My Dear Readers, a few weeks ago, when I wrote about Richard Armitage, “Spooks,” William Blake tattoos, and my un-concealable nerdiness, I told you that I don’t have celebrity crushes, that “I can’t be bothered wasting my time fantasizing about the perfectly formed pectorals of some actor I’m never going to meet.”
Well, after some consideration and reflection on my younger years, I realized I lied to you all.
It’s true that Matt Damon’s marriage to Luciana Barroso ended my daydreams about wooing and wedding one of Hollywood’s leading men — I’ve come to accept that not everyone is a Katie Holmes (thankfully?). But such was not always the case…
I’m waving the white flag. I surrender. I confess. I wrote a love letter to Jonathan Taylor Thomas.

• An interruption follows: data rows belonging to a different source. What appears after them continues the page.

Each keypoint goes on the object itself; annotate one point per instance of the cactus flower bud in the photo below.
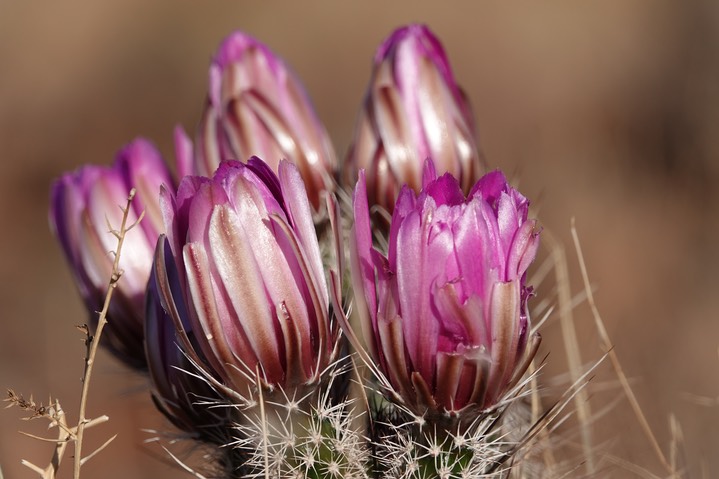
(413, 110)
(179, 391)
(240, 272)
(444, 312)
(257, 107)
(83, 203)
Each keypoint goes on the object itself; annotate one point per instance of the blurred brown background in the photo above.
(606, 112)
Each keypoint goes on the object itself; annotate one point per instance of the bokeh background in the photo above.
(604, 111)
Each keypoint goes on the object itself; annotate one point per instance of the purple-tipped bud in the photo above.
(82, 205)
(179, 390)
(257, 107)
(241, 272)
(413, 110)
(444, 312)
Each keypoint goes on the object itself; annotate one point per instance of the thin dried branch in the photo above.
(92, 342)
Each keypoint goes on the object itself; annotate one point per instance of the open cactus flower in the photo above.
(236, 301)
(443, 313)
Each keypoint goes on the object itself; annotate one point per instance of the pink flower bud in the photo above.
(240, 272)
(82, 205)
(257, 107)
(413, 110)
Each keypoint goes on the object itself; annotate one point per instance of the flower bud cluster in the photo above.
(227, 297)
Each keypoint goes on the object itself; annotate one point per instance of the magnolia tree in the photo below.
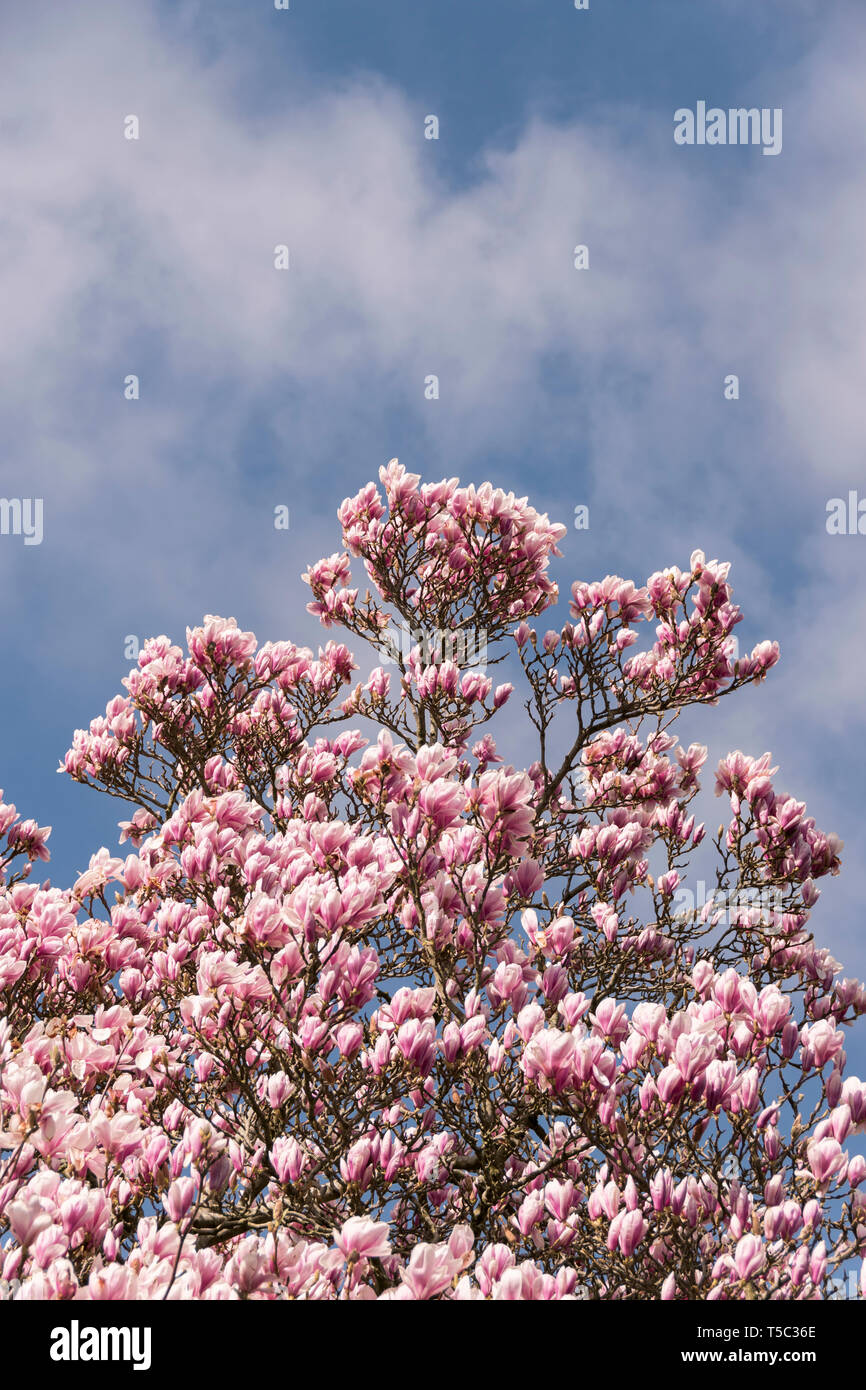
(387, 1018)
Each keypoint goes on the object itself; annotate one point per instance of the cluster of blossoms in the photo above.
(388, 1018)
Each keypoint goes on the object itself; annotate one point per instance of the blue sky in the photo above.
(409, 257)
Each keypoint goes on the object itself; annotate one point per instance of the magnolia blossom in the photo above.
(382, 1016)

and to Jordan McKnight… even though I couldn’t even hum a single New Kids on the Block Song.
Once I moved out of my tween years, I went starry-eyed for Hugh Dancy and Hugh Grant while Russel Crow gave me palpitations (I always had a thing for fellas with an accent).
In early college, a friend and I would burn up study sessions planning how we would meet Ryan Gosling (hers) and Matt Damon (mine), win their affection, secure ourselves as Oscar dates, earn many-carat engagement rings, and live happily ever after. (Don’t judge too harshly… they were advanced calculus study sessions…we deserved the distraction.)
And then came December 9, 2005. Matt Damon got a Mrs. and I got a reality check. Now, rather than embodying the objects of my affections, hunky actors only typify my real-world “type.”
So if you know any “Richard Armitages” or “Gerard Butlers,” please, please send them my way.